One seasoned IOC campaigner, who helped London beat Madrid in 2005, said: "You don't win a vote like this with your friends; you win with people who didn't like you at first."
Recalling that dramatic vote in Singapore, the source added: "If it was London versus Madrid in the final round, we would have lost. But when it was us versus Paris, we picked up more third and fourth-choice votes than they did."
Duncan Mackay, the editor of insidethegames.biz, remembers it well.
"London feared Madrid, but London was better at reaching beyond its core support," said Mackay.
"I think Madrid has learned that lesson and you cannot underestimate the impact a charismatic 'star turn' can make. They've got Crown Prince Felipe. He carried Spain's flag at the 1992 Olympics in Barcelona. IOC members will be impressed."
It is this all-important X-factor that makes Madrid a marginal favourite with both Hula and Mackay, while Livingstone thinks it is too close to call, beyond his prediction that Madrid will make the winner-takes-all second round of voting.

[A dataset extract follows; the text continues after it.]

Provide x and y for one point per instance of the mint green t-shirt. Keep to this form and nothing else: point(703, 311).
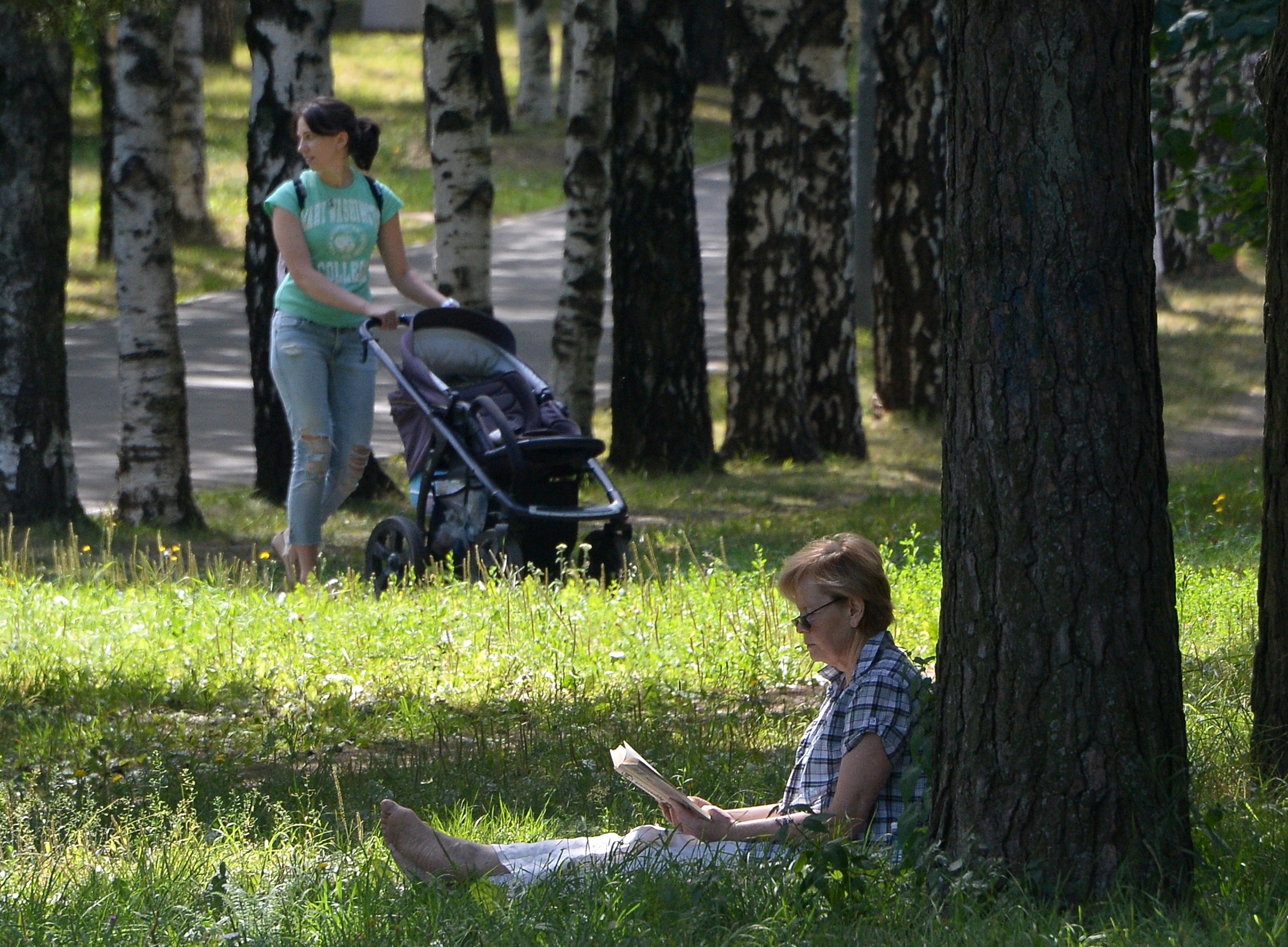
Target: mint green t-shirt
point(341, 227)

There is, however, another variable.
As well as choosing a city to host the 2020 Games, the 125th IOC session is selecting a sport to add to the programme in 2020 and a new president, and it is the latter choice that appears to be causing the most excitement among the membership.
Given that they have only had this choice twice in the last 33 years, you can hardly blame them. The almost dictatorial powers invested in the president also make this selection one you really want to ponder.
Unlike the city vote, there is a clear front-runner - Germany's Thomas Bach, a former Olympic fencer who has spent the last seven years as an IOC vice-president.
But a vote for him would be another vote for Europe, which could hinder Madrid's chances.
Alternatively, a vote for the man most see as his strongest rival, Ng Ser Miang of Singapore, could bring about a first Asian boss at the IOC, making Tokyo's hopes of following a 2018 Winter Olympics in Pyeongchang, South Korea, very unlikely.
So there is still much to be decided, many hands to be shaken and promises to be whispered.
And the prize will make all the miles travelled and money spent worthwhile: a chance to show that your city can stage the greatest show on earth, a chance Detroit never got, and probably never will.